Extrañamente, ambos roles se le reconocen poco a pesar del peso en la historia que amagan entre sus sombras.
Según testigos le vieron abandonar la presidencia un octubre como este de ahora hace 10 años, tras darle un abrazo a Juan Soler -que parecía más agobiado que él- y soltar, como quien lanza una profecía, que "se trata de un día feliz, no de un día triste". Aquello vino a ocurrir semanas después de que le partieran el tobillo a Vicente, y con ello, la vida del VCF, que allí fue donde se la dejó, en Bremen, como quien se deja el alma en un garito de carretera a las tantas de la madrugada. El karma debió entender que un Valencia sin Bonico debía ser como una Invernalia sin los Stark, un reino reducido a cenizas, y así quedó el asunto hasta el momento.
Sus biógrafos, sin embargo, podrán afirmar que Jaume Ortí -una figura muy papable- es el único presidente vivo respetado. Incluso cuando se le escucha conferenciar en público se le escucha sumando voluntades a la causa general, alejándose del rencor dogmático tan habitual en los discursos del yoismo, que es ese fenómeno underground que representan los ex. Lo cual llevaría a afirmar que también es el único presidente vivo cuyo único ismo adoptado como propio es el valencianismo. La piedra sobre la que se levanta la iglesia del boniquismo, que bien podría ser una nueva religión.

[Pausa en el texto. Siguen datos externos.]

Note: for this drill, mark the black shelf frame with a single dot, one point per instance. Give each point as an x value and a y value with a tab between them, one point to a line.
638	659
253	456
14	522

Este hombre, que se dedica a vender persianas, llegó a la presidencia de rebote, como el que se baja al bar y vuelve millonario, quedando en mero florero. Pero cuando dejó la silla lo hizo como el presidente más laureado desde tiempos de Luis Casanova, y referente para las masas. Se podría decir que la fórmula del éxito en una entidad que tiende a sostenerse a base de trucos de predistigitación, la vía para la aceptación total, consiste en desprenderse del poder. Pero en verdad lo de Ortíva, además de eso, de ser listo y consciente de dónde estaban sus propios límites.

Veremos otros, que llegaron a Caudillo haciendo la revolución, cómo quedan cuando les despojen de sus galones y los vistan de búcaro habiendo desaparecido todo enemigo colectivo. Porque uno puede ser florero y aceptarlo, ejerciendo maravillosamente, o revolverse y acabar como un jarrón roto, troceado en mil pedazos. Para lo primero hay que tener arte, para lo segundo cualquiera vale.